In: Categories » » HTML XHTML and CSS » Strategies for Managing XHTML Generation Code
Generating XHTML is a more demanding process than generating HTML, if only because XHTML comes with a much stricter set of rules. Meeting these demands doesn't have to mean hours of bughunting every time you build a complex program, but it may mean that you have to modify the way you write your programs. (No requirement forces you to change, but adhering to these rules may prove easier in the long run.) Pretty much all of the techniques that work with HTML work with XHTML, but you may want to incorporate more of an XHTML-orientation into your generation code choices.
Text Working with HTML and XHTML documents as text is, in some ways, the easiest approach. In other ways, it is definitely the hardest approach. Text is the foundation of markup documents.
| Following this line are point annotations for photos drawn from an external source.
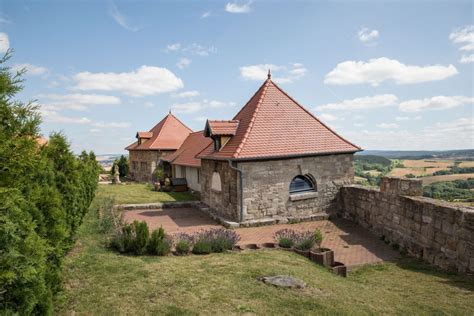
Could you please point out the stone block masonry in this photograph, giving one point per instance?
(440, 233)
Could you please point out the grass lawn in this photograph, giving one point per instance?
(140, 193)
(99, 281)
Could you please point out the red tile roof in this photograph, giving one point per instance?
(144, 134)
(186, 154)
(168, 134)
(272, 125)
(214, 127)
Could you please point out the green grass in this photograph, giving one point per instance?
(99, 281)
(140, 193)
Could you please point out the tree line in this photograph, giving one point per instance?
(45, 190)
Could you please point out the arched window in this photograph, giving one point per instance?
(302, 184)
(216, 182)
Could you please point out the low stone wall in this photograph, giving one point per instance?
(438, 232)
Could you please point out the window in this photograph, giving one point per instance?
(217, 143)
(302, 184)
(216, 182)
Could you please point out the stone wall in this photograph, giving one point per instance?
(267, 183)
(140, 172)
(226, 201)
(438, 232)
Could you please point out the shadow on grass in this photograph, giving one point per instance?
(460, 280)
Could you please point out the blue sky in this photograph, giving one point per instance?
(384, 74)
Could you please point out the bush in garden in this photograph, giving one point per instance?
(141, 237)
(318, 237)
(285, 242)
(159, 244)
(183, 244)
(288, 238)
(45, 191)
(285, 237)
(202, 247)
(219, 239)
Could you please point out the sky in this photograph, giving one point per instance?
(387, 75)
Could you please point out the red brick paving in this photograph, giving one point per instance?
(352, 244)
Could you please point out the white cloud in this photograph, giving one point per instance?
(374, 102)
(367, 36)
(387, 125)
(407, 118)
(198, 49)
(173, 47)
(146, 80)
(79, 102)
(378, 70)
(186, 94)
(467, 59)
(55, 117)
(206, 15)
(280, 74)
(196, 106)
(193, 49)
(183, 63)
(234, 7)
(103, 124)
(4, 42)
(435, 103)
(31, 70)
(463, 36)
(189, 107)
(120, 18)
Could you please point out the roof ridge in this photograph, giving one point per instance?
(179, 121)
(314, 116)
(162, 128)
(252, 120)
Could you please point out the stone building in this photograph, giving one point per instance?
(273, 160)
(183, 162)
(163, 139)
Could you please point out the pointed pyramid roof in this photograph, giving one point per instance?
(272, 125)
(168, 134)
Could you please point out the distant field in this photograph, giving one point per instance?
(448, 177)
(421, 168)
(466, 164)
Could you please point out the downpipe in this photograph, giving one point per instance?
(241, 187)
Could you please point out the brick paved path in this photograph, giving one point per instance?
(352, 244)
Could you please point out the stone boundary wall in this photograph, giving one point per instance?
(436, 231)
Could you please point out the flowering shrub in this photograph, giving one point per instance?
(285, 237)
(288, 238)
(217, 239)
(183, 243)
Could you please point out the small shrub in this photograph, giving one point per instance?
(142, 234)
(184, 243)
(202, 247)
(219, 240)
(182, 247)
(285, 242)
(159, 243)
(285, 238)
(318, 237)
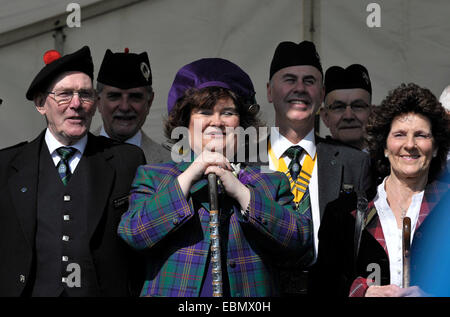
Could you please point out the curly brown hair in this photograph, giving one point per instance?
(206, 98)
(405, 99)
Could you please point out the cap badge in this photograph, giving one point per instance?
(145, 70)
(50, 56)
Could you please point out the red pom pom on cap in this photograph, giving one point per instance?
(50, 56)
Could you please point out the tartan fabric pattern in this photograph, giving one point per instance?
(175, 231)
(432, 195)
(65, 153)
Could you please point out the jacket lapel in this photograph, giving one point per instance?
(101, 177)
(22, 185)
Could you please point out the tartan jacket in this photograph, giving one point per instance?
(174, 232)
(336, 272)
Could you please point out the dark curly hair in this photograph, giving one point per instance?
(405, 99)
(206, 98)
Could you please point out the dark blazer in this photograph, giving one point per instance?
(112, 167)
(336, 268)
(340, 168)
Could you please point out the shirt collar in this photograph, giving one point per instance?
(135, 139)
(280, 144)
(53, 143)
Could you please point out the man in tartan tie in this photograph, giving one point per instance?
(296, 90)
(63, 166)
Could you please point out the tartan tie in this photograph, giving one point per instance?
(65, 153)
(304, 206)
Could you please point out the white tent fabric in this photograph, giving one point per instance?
(174, 32)
(412, 45)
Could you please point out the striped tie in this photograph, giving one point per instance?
(294, 153)
(65, 153)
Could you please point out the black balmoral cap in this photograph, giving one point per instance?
(125, 70)
(55, 64)
(354, 76)
(291, 54)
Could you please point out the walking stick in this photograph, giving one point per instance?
(406, 250)
(215, 236)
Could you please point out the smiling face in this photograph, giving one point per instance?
(67, 122)
(346, 113)
(124, 110)
(296, 93)
(410, 146)
(209, 127)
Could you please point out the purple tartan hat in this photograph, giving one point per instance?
(211, 72)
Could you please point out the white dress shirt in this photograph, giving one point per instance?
(279, 145)
(392, 234)
(135, 139)
(53, 144)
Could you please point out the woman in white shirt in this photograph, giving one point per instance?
(408, 136)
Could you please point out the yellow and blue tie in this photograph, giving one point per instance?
(65, 153)
(294, 153)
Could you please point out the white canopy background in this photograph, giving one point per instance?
(412, 44)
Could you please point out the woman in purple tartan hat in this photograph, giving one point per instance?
(210, 102)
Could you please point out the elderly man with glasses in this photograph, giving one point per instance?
(348, 94)
(64, 193)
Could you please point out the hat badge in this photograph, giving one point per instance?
(145, 70)
(50, 56)
(365, 77)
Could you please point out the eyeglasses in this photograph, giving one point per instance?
(339, 108)
(65, 96)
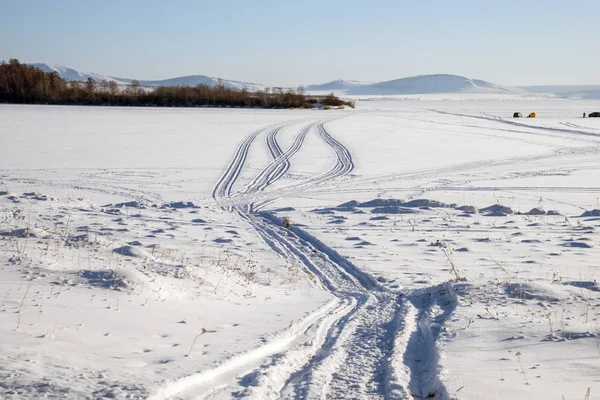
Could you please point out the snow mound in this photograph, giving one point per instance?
(131, 251)
(338, 84)
(591, 213)
(532, 291)
(25, 233)
(497, 209)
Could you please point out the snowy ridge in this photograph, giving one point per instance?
(423, 84)
(335, 85)
(74, 75)
(191, 80)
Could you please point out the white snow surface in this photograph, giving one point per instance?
(402, 250)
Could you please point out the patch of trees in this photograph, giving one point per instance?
(22, 83)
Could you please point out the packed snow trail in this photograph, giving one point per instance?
(366, 343)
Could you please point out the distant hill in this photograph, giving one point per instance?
(72, 74)
(336, 85)
(191, 80)
(586, 92)
(416, 85)
(431, 84)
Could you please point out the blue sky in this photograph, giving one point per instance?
(287, 43)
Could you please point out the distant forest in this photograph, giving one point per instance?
(25, 84)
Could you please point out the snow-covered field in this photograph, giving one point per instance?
(402, 250)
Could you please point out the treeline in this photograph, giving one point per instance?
(22, 83)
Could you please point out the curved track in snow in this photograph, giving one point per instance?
(368, 342)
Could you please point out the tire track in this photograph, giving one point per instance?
(350, 347)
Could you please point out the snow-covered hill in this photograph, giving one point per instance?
(195, 80)
(336, 85)
(430, 84)
(191, 80)
(587, 92)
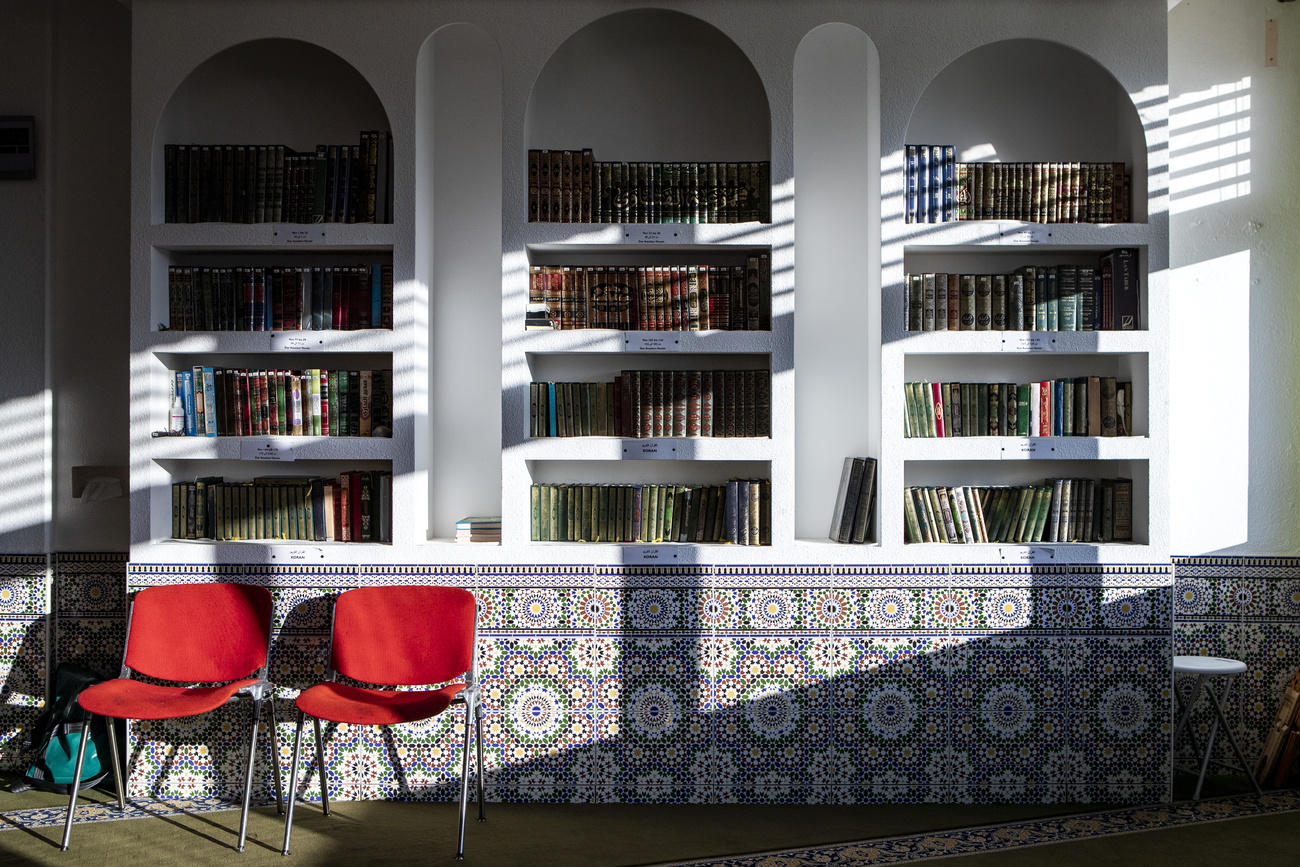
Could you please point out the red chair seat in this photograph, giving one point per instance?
(362, 706)
(138, 699)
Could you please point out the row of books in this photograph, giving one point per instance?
(235, 402)
(854, 502)
(1032, 298)
(274, 183)
(572, 186)
(1062, 510)
(355, 506)
(939, 189)
(655, 403)
(278, 298)
(737, 512)
(1075, 407)
(479, 529)
(653, 298)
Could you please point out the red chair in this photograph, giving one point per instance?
(189, 633)
(397, 636)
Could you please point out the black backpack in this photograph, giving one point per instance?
(57, 732)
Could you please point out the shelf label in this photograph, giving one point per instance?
(298, 235)
(284, 341)
(1027, 342)
(650, 554)
(653, 234)
(649, 450)
(1026, 554)
(263, 450)
(649, 342)
(300, 555)
(1027, 235)
(1028, 447)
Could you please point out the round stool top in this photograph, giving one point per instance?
(1208, 666)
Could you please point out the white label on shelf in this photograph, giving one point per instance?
(1026, 554)
(256, 449)
(653, 235)
(300, 555)
(650, 554)
(297, 234)
(1028, 447)
(294, 341)
(649, 449)
(1027, 342)
(649, 342)
(1027, 235)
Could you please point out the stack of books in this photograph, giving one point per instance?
(479, 529)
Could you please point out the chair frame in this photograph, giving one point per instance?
(256, 693)
(469, 697)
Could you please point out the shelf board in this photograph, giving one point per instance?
(287, 449)
(645, 449)
(271, 235)
(256, 342)
(1022, 342)
(970, 235)
(664, 342)
(1026, 449)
Working at that level can be straightforward, but it also denies you the privilege of working with information at a higher level (such as the container structures created by XHTML). Writing code that generates raw text – which just happens to be XHTML – requires a lot of attention to detail, especially as XHMTL is much less forgiving of errors. Text-generation strategies may be useful, especially for projects that need to create more than one version of a document. Fundamentally, every environment that generates XHTML generates text. It's just a matter of what kinds of abstractions are in use. Probably the easiest way to update textgenerating code for the new challenges of XHTML is to add some of those layers of abstraction, separating code that generates markup from code that address content. As the abstraction proceeds, you then can add extra logic that ensures that markup is properly balanced or conforms to a required structure. Most programmers already do this to some extent so they can reuse code; in essence, it may just be a matter of refocusing existing work.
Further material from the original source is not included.